"Verwestlichung" der Klitschkos
Die Klitschko-Brüder Wladimir und Vitali wollen eigentlich die USA erobern. Der europäische Sportmarkt ist den mehrfachen Europa- und Weltmeistern aus der Ukraine im Boxen zu klein geworden. Schließlich haben beide in Sportwissenschaft promoviert. Leider hakt ihr Feldzug für Fresh Money etwas. Sie müssen sich immer noch mit ihrem alten Promoter Klaus Peter Kohl vom Hamburger Universum-Boxstall rumschlagen, bei dem sie gekündigt hatten. Außerdem haben sie auf das falsche Zirkuspferd gesetzt: Jahrelang träumten sie von einem Kampf mit der letzten großen US-Boxlegende Mike Tyson. Der ist allerdings mittlerweile sportlich wie finanziell ziemlich hinüber.
Dem noch amtierenden Präsidenten der Ukraine, Leonid D. Kutschma, geht es ähnlich – als wäre ein idiotisches Sportereignis zu feiern, tobt durch sein Land eine Opposition in Orange, die das für gelebte Demokratie hält. Das ist ungefähr so, als käme Willy Brandt als Gespenst bei der Marketingmaschine »Deutschland sucht den Superstar« vorbei, um seiner Poesiealben-Forderung, mehr Demokratie zu wagen, besonderen Nachdruck zu verleihen.
Die Klitschko-Brüder finden die Demos in Orange (was wollen die: Fanta? Niederländische Nationalmannschaft? Bhagwan?) so toll, daß sie sich kurzzeitig entschlossen haben, anstelle der USA die Ukraine zu erobern. Unter den gegenwärtigen Bedingungen ist das auch viel einfacher.
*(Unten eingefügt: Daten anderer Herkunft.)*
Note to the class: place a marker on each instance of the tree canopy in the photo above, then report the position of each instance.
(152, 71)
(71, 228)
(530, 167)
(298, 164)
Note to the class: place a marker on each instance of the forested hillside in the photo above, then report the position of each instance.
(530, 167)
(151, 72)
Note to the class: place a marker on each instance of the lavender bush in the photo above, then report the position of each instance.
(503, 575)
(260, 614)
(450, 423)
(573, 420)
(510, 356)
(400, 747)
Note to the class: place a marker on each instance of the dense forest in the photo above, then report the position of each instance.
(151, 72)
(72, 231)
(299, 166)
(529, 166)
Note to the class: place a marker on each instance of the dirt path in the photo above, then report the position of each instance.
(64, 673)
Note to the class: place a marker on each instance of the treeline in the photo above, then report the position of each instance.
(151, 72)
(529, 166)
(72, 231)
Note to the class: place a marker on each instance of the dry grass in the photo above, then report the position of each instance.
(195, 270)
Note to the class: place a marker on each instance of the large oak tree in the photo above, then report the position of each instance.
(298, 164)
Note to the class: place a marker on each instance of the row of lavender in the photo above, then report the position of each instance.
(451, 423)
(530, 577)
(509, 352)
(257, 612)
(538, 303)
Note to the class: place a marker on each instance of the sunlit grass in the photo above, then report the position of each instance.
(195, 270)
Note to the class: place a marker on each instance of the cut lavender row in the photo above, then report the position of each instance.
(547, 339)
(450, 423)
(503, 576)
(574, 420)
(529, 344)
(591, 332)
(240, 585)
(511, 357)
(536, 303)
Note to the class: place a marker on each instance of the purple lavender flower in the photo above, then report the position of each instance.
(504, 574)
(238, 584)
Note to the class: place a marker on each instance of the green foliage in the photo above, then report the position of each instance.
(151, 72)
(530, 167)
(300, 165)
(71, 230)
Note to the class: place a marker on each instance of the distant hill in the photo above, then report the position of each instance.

Zur Steigerung des Kitsches in der Ukraine haben sie eine multinationale Eingreiftruppe zusammengestellt, die per Video in verschiedenen ukrainischen TV-Kanälen voll orange rüberkommen soll. Sting ist dabei, Franz Beckenbauer, Boris Becker, Thomas Gottschalk, Chris de Burgh, Joe Cocker dito. Merkwürdigerweise wurden auch längst dahingeschiedene Bands wie Jethro Tull, Moody Blues, Uriah Heep und Def Lepard für das Projekt gewonnen. Ein Verein von Untoten, der sich auf einmal begeistert orange fühlen muß. Als Wladimir und Vitali anfingen, berühmt zu werden, erzählten sie in den Talkshows immer davon, wie sehr sie es schätzten, auf einmal den ganzen Prominenten die Hand schütteln zu dürfen. Die gab’s doch in keinem Russenfilm.